Synthesis and protein kinase C inhibitory activities of acyclic balanol analogs that are highly selective for protein kinase C over protein kinase A

A series of balanol analogs in which the perhydroazepine ring and the p-hydroxybenzamide moiety were combined into an acyclic linked unit have been prepared and evaluated for their inhibitory properties against the serine/threonine kinase PKC. Several low-micromolar to low-nanomolar inhibitors of the alpha, beta(I), beta(II), gamma, delta, epsilon, and eta PKC: isozymes were prepared. In general, these acyclic balanol analogs were found to be highly selective for PKC over the serine/threonine kinase PKA. The type and number of atoms linking the benzophenone ester to the p-hydroxyphenyl group necessary for optimal PKC inhibition were investigated.

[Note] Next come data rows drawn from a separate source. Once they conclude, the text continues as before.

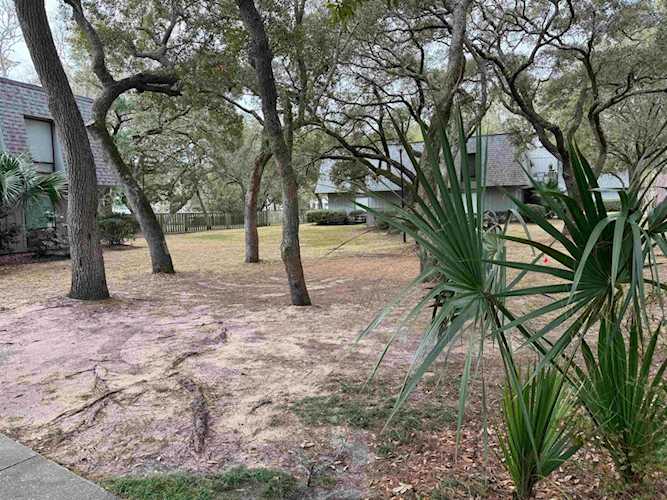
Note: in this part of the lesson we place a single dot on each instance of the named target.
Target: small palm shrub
(117, 229)
(537, 439)
(625, 392)
(21, 183)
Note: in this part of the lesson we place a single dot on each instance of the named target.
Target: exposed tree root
(200, 414)
(259, 404)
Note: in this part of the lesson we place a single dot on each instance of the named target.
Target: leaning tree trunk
(88, 276)
(289, 248)
(252, 193)
(150, 227)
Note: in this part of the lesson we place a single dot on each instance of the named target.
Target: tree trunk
(150, 227)
(88, 275)
(289, 248)
(250, 204)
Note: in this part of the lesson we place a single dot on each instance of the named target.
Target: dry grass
(121, 386)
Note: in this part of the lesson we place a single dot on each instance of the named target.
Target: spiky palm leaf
(536, 440)
(447, 221)
(601, 257)
(21, 184)
(625, 391)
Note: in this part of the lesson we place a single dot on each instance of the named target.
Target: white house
(506, 167)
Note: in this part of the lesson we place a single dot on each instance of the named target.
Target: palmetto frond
(20, 183)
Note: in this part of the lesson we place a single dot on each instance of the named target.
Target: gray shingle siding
(19, 100)
(503, 166)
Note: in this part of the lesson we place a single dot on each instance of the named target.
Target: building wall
(19, 104)
(497, 200)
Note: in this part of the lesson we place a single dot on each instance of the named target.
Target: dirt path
(191, 372)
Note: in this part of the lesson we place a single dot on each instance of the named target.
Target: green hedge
(315, 216)
(538, 209)
(332, 217)
(117, 229)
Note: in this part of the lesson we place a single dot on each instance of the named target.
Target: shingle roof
(18, 100)
(503, 165)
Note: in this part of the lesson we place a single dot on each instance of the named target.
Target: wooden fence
(195, 222)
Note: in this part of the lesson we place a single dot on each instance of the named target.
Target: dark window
(472, 172)
(40, 143)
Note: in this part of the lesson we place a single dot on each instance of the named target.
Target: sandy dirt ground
(197, 371)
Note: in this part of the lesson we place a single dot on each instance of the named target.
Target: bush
(116, 229)
(332, 218)
(536, 440)
(315, 216)
(8, 237)
(539, 210)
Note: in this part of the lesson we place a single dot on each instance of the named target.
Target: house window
(39, 214)
(40, 143)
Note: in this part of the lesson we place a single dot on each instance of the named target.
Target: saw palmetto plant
(536, 438)
(604, 268)
(21, 184)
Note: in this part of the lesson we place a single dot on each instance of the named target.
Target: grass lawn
(208, 384)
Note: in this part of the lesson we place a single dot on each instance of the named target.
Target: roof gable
(19, 100)
(503, 165)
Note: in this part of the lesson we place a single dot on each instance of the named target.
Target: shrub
(539, 210)
(116, 229)
(315, 216)
(626, 398)
(536, 440)
(8, 237)
(333, 218)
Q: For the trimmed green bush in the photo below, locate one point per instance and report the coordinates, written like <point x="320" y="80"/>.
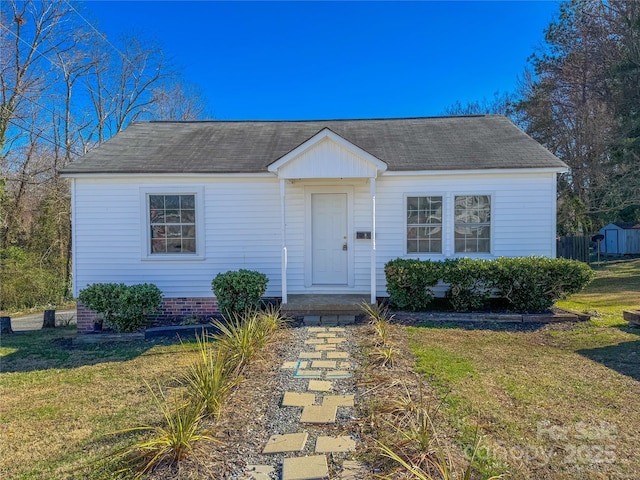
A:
<point x="125" y="308"/>
<point x="534" y="284"/>
<point x="239" y="291"/>
<point x="409" y="282"/>
<point x="469" y="283"/>
<point x="103" y="298"/>
<point x="528" y="284"/>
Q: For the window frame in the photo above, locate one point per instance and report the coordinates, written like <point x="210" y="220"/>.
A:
<point x="492" y="198"/>
<point x="145" y="194"/>
<point x="443" y="223"/>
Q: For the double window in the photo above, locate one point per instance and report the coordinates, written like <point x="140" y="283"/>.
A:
<point x="172" y="223"/>
<point x="471" y="224"/>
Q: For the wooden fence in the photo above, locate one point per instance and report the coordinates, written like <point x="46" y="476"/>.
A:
<point x="575" y="248"/>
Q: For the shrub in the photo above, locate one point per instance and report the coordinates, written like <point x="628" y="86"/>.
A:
<point x="210" y="378"/>
<point x="103" y="298"/>
<point x="409" y="282"/>
<point x="534" y="284"/>
<point x="136" y="302"/>
<point x="177" y="438"/>
<point x="469" y="283"/>
<point x="239" y="291"/>
<point x="124" y="307"/>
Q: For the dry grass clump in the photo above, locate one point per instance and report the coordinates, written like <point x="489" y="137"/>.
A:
<point x="405" y="436"/>
<point x="207" y="382"/>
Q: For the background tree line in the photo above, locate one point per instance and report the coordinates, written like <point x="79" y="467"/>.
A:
<point x="580" y="98"/>
<point x="65" y="88"/>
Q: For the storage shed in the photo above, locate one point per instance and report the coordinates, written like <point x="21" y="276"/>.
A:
<point x="621" y="238"/>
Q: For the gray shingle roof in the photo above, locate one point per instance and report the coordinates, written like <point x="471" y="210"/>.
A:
<point x="430" y="143"/>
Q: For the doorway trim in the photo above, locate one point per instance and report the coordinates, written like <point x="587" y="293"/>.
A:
<point x="308" y="238"/>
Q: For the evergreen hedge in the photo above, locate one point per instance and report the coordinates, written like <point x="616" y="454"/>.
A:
<point x="526" y="284"/>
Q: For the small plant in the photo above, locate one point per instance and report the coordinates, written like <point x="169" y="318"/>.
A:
<point x="190" y="320"/>
<point x="410" y="282"/>
<point x="210" y="378"/>
<point x="241" y="337"/>
<point x="124" y="307"/>
<point x="103" y="298"/>
<point x="239" y="291"/>
<point x="385" y="355"/>
<point x="469" y="283"/>
<point x="271" y="320"/>
<point x="534" y="284"/>
<point x="379" y="319"/>
<point x="136" y="302"/>
<point x="169" y="443"/>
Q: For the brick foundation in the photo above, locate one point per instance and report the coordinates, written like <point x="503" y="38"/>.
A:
<point x="171" y="311"/>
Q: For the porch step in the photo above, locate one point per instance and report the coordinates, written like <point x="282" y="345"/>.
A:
<point x="328" y="320"/>
<point x="319" y="305"/>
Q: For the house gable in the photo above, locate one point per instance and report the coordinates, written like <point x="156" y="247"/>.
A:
<point x="327" y="155"/>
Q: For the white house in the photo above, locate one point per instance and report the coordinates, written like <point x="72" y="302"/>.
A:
<point x="318" y="206"/>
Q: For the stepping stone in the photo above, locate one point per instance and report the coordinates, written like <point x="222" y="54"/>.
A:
<point x="352" y="470"/>
<point x="289" y="442"/>
<point x="335" y="444"/>
<point x="310" y="355"/>
<point x="295" y="399"/>
<point x="326" y="319"/>
<point x="346" y="319"/>
<point x="258" y="472"/>
<point x="302" y="373"/>
<point x="323" y="364"/>
<point x="338" y="400"/>
<point x="323" y="348"/>
<point x="336" y="340"/>
<point x="335" y="355"/>
<point x="305" y="468"/>
<point x="294" y="365"/>
<point x="319" y="414"/>
<point x="320" y="386"/>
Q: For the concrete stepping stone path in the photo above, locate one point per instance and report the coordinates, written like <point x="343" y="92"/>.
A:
<point x="322" y="361"/>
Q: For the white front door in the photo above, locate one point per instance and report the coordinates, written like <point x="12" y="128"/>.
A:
<point x="329" y="246"/>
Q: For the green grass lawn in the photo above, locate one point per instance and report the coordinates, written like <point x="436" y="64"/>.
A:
<point x="561" y="401"/>
<point x="58" y="402"/>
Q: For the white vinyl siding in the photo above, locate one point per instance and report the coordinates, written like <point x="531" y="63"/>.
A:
<point x="522" y="214"/>
<point x="240" y="226"/>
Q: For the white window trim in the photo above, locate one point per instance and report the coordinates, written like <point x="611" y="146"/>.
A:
<point x="444" y="225"/>
<point x="452" y="226"/>
<point x="145" y="234"/>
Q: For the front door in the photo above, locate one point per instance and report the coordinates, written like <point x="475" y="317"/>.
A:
<point x="329" y="246"/>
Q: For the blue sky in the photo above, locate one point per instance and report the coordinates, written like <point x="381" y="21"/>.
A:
<point x="322" y="60"/>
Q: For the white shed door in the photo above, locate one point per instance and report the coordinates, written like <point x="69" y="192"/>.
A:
<point x="329" y="255"/>
<point x="611" y="239"/>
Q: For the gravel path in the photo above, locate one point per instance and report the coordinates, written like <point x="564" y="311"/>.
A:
<point x="274" y="419"/>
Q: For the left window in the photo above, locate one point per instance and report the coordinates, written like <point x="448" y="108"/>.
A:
<point x="172" y="223"/>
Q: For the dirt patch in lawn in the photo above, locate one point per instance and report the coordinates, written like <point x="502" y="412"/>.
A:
<point x="558" y="402"/>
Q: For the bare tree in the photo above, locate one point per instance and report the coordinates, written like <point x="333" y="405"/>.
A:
<point x="65" y="88"/>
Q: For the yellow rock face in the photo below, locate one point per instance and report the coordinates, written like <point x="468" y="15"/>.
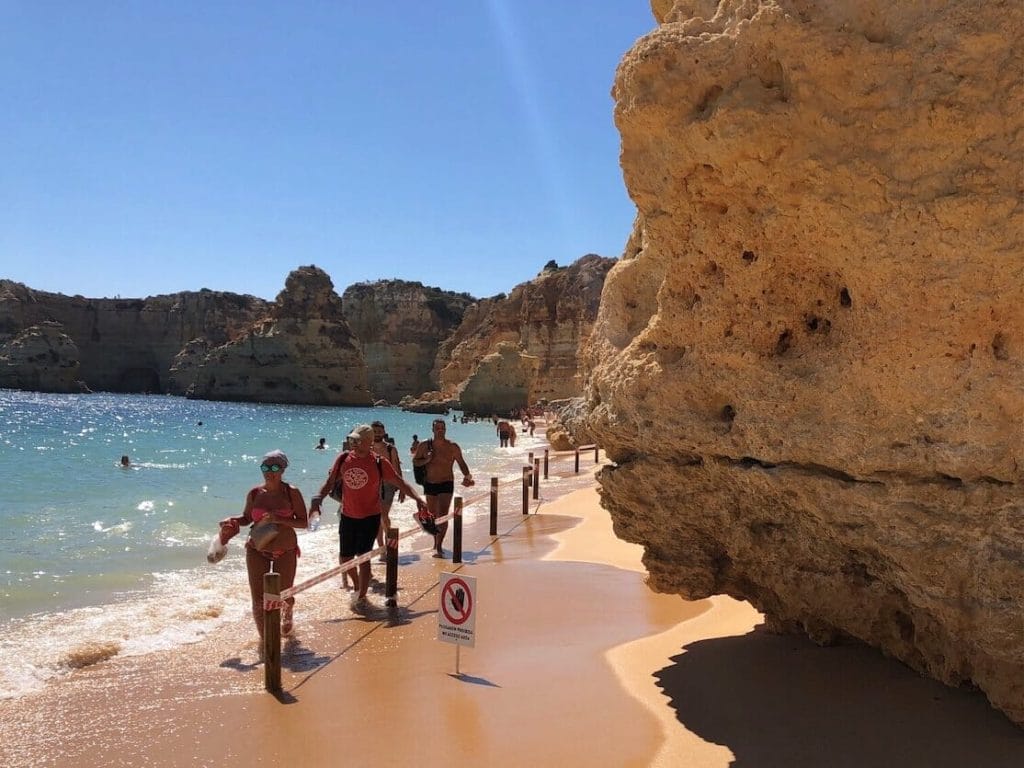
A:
<point x="809" y="364"/>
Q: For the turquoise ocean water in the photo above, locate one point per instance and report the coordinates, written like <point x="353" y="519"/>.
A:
<point x="91" y="550"/>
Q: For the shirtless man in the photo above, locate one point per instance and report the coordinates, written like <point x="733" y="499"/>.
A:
<point x="504" y="430"/>
<point x="387" y="450"/>
<point x="437" y="456"/>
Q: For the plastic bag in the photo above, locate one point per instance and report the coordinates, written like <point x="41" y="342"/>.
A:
<point x="217" y="549"/>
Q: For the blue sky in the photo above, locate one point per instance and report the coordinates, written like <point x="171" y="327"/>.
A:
<point x="152" y="146"/>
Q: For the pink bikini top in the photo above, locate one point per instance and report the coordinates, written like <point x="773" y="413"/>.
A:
<point x="259" y="513"/>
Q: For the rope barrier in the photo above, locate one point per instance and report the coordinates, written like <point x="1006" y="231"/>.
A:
<point x="274" y="599"/>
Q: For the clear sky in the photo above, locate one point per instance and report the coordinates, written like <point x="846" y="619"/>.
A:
<point x="148" y="146"/>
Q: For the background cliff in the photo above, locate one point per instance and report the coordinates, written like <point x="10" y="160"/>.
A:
<point x="303" y="353"/>
<point x="547" y="318"/>
<point x="123" y="345"/>
<point x="399" y="325"/>
<point x="809" y="366"/>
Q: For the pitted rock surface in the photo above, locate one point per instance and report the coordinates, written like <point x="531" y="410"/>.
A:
<point x="809" y="365"/>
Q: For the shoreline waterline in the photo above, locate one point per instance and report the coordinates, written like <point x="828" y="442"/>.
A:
<point x="88" y="576"/>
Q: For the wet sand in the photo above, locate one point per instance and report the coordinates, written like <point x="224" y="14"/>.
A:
<point x="577" y="664"/>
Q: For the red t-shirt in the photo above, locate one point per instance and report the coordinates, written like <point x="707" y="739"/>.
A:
<point x="363" y="484"/>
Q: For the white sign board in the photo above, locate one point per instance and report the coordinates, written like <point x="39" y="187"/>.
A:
<point x="457" y="612"/>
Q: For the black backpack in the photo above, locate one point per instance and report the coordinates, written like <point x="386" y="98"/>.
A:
<point x="420" y="473"/>
<point x="338" y="487"/>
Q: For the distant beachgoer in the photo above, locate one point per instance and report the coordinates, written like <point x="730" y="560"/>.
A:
<point x="504" y="430"/>
<point x="437" y="456"/>
<point x="361" y="513"/>
<point x="383" y="446"/>
<point x="274" y="510"/>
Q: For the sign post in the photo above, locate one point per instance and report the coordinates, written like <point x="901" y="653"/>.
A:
<point x="457" y="612"/>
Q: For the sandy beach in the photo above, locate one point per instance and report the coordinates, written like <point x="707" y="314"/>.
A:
<point x="577" y="664"/>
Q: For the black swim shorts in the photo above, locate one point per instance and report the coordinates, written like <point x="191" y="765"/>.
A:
<point x="357" y="535"/>
<point x="436" y="488"/>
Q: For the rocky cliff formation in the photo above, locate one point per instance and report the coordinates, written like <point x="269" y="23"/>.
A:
<point x="303" y="353"/>
<point x="502" y="381"/>
<point x="123" y="345"/>
<point x="809" y="366"/>
<point x="549" y="318"/>
<point x="399" y="326"/>
<point x="41" y="356"/>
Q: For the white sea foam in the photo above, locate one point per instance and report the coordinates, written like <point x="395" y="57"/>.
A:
<point x="121" y="569"/>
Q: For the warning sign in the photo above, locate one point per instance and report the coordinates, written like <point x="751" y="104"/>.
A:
<point x="457" y="612"/>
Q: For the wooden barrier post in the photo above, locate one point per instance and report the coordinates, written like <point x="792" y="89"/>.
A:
<point x="391" y="569"/>
<point x="457" y="531"/>
<point x="494" y="506"/>
<point x="271" y="636"/>
<point x="525" y="491"/>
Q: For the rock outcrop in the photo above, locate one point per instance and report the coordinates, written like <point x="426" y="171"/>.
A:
<point x="303" y="353"/>
<point x="548" y="317"/>
<point x="502" y="382"/>
<point x="42" y="358"/>
<point x="399" y="325"/>
<point x="126" y="345"/>
<point x="808" y="368"/>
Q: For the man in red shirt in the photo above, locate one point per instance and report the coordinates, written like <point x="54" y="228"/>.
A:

The most potent compounds contained a three-carbon linker in which the carboxamide moiety of balanol had been replaced by a methylene group. The effect of placing substituents on the three-carbon chain was also investigated. The preferred compounds contained either a 2-benzenesulfonamido (6b) or a 1-methyl (21b) substituent. The preferred compounds 6b and 21b were tested against a panel of serine/threonine kinases and found to be highly selective for PKC. The more active enantiomer of 6b, (S)-12b, was 3-10-fold more active than the R-enantiomer against the PKC isozymes. The effect of making the analogs more rigid by making the three-carbon chain part of a five-membered ring, but with retention of the methylene replacement for the carboxamide moiety, led to potent PKC inhibitors including anti-substituted pyrrolidine analog 35b and the most potent PKC inhibitor in the series, anti-substituted cyclopentane analog 29b. The anti cyclopentane analog 29b was a low-micromolar inhibitor of the PMA-induced superoxide burst in neutrophils, and its carboxylic ester was a high-nanomolar inhibitor of neutrophils. Finally esterification of 21b, (S)-12b, and 35b turned these potent PKC inhibitors into low-micromolar inhibitors of neutrophils.